Fakat daha fazla saklayamadım. Çünkü Güneştekin büyük bir duyarlılık ve kadirşinaslık gösterdi.
Madem bu gerdan tatlısı, Osmanlı'nın kayıp lezzetlerindendir, kayıtsız kalamam diyerek sorumluluk üstlendi...
Madem ki kurban bayramlarının unutulan tadıdır, ortada bırakamayız dedi ve elini taşın altına koydu...
O ki ecdadın damak gustosuna sahip çıktı...
O ki hiç tadamayacak mıyım diye iç geçirmeme daha fazla dayanamadı ve klubün menüsüne bu sezon gerdan tatlısını da ekledi...

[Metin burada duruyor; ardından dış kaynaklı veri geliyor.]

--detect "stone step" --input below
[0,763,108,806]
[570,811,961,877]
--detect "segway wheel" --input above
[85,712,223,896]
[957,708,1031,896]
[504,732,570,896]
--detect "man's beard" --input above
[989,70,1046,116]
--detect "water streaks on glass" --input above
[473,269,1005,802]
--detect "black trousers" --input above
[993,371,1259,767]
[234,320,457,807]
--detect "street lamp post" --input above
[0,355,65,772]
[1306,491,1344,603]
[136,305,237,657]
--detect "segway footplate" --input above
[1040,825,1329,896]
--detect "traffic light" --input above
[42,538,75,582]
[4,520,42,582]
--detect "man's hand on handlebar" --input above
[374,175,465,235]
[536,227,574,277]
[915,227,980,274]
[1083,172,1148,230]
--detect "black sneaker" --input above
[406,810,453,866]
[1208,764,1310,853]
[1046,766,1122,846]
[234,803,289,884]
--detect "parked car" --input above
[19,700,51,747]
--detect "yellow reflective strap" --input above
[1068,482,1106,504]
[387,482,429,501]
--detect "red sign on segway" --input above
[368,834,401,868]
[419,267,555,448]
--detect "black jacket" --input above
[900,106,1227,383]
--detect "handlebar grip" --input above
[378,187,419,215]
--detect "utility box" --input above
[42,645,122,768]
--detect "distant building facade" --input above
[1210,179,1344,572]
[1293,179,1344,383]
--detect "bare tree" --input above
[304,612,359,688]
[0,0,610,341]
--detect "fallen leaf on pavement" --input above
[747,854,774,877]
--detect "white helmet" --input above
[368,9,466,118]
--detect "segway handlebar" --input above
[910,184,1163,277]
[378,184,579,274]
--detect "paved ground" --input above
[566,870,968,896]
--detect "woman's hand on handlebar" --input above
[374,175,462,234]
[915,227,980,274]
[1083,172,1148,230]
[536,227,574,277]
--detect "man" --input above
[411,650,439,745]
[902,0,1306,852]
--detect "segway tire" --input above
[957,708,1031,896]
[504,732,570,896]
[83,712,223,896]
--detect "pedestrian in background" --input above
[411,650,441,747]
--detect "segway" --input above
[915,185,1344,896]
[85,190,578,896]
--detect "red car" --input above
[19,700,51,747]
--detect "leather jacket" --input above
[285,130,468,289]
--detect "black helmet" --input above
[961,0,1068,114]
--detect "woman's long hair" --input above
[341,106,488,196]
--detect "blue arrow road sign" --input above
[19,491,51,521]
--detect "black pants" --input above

O ki; bırak sektörel çetelere sipariş etmeyi, ne anlar kavurmacılar, şu gurme gündemine, bu lokanta menüsüne almazsa almasın, kardeşime ben dik alasını tattırırım, Michelin yıldızlısı da kim, benim diyene dil dökme, biz ne güne buradayız dedi...
O ki iştahıma bayram
yaptırdı...
Yazmamazlık edemezdim.
Güneştekin, Refik Halid Karay reçetesine bağlı kalmayacak. Adeti olduğu üzere, bu geleneksel bayram spesiyalitesini, sanatsal dokunuşlarla özgünleştirecek, kendi spesiyali haline getirecek.
Ben sabırszlıkla ip çekerken siz de boş beklemeyin. Kurbanın ilk günü yazdım tarifini. Mektepli şeflerden hayır yok. Evdeki diplomasız şeflerin becerisine havale. Koyun gerdanına kendi ağız tadınızı katarak pişirmeyi deneyin, alaylı gurme mideniz bu şaheserle bayram etsin.